About the Author: Madelyn Spirnak is Acting Deputy Assistant Secretary in the Bureau of Near Eastern Affairs (NEA). Ms. Spirnak is responsible for overseeing the Middle East Partnership Initiative (MEPI), the Broader Middle East and North Africa (BMENA) initiative, and the NEA Press and Public Diplomacy Office.
On June 4, many of you heard President Obama’s call for a “New Beginning” between the United States and Muslim communities worldwide. As part of this plan, the President offered several critical areas where we can build partnerships: women’s empowerment, education, technology, and health, to name a few. I want to highlight an especially important topic that I was excited to hear the President address in Cairo: The vital role that entrepreneurship plays in supporting economic development and opportunity in the Middle East and North Africa (MENA).
Many of you may not be aware that the State Department supports the efforts of entrepreneurs from the MENA region through the Middle East Entrepreneur Training (MEET) program.
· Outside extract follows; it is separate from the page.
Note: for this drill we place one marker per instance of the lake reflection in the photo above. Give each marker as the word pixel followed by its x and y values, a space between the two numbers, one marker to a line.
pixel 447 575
Funded by the Office of the Middle East Partnership Initiative (MEPI) and run by the Rady School of Management at the University of California, San Diego, MEET provides training to business and civil society leaders in the MENA region to help them fulfill their visions to create positive economic and social changes in their societies. Through the efforts of these individuals, jobs and opportunities are opening up to more and more people in the region. Specifically, over the last five years, MEET program participants have created more than 700 new businesses.
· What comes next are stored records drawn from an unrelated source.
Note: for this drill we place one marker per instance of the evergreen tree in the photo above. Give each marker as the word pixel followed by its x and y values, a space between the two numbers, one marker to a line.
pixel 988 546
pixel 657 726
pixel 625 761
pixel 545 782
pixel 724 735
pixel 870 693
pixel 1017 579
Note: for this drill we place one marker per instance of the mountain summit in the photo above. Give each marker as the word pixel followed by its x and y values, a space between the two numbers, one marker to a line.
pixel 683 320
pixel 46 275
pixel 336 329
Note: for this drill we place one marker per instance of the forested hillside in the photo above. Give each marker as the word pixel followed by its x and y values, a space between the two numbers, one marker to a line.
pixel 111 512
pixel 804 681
I recently had the pleasure of meeting many MEET alumni at a conference in Istanbul August 4-5, 2009. Over 200 MEET alumni gathered to discuss opportunities for collaboration and strategies for moving their businesses and organizations forward in a tough economy. These entrepreneurs and leaders are making a positive impact in their communities in the MENA region. For example, in Egypt, a colleague is using skills gained through MEET to energize a training program offered by a national association to enhance potential employees’ private sector business skills. In Lebanon, Morocco and Yemen, MEET alumni have founded coalitions to advocate for human rights, expand media freedom, and support environmental awareness and responsibility throughout the region.
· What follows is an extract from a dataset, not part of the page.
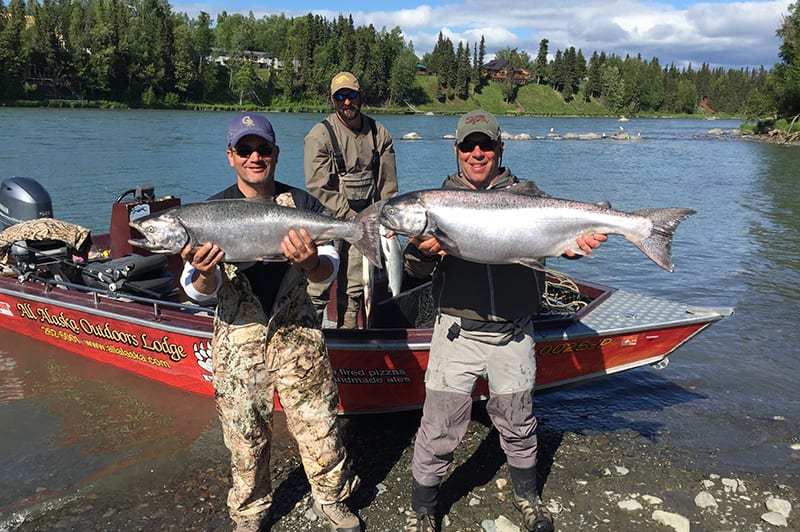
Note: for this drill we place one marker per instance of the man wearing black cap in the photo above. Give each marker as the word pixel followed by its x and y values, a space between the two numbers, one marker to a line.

These inspiring leaders returned to their home countries with a new understanding of the United States and of our desire to build constructive partnerships. As President Obama mentioned in his address in Cairo, he will host a summit on entrepreneurship to identify how we can deepen ties between business leaders, foundations and social entrepreneurs in the United States and Muslim communities around the world, and I look forward to interacting with these talented individuals in the months and years to come.
Thank you, and I welcome your comments.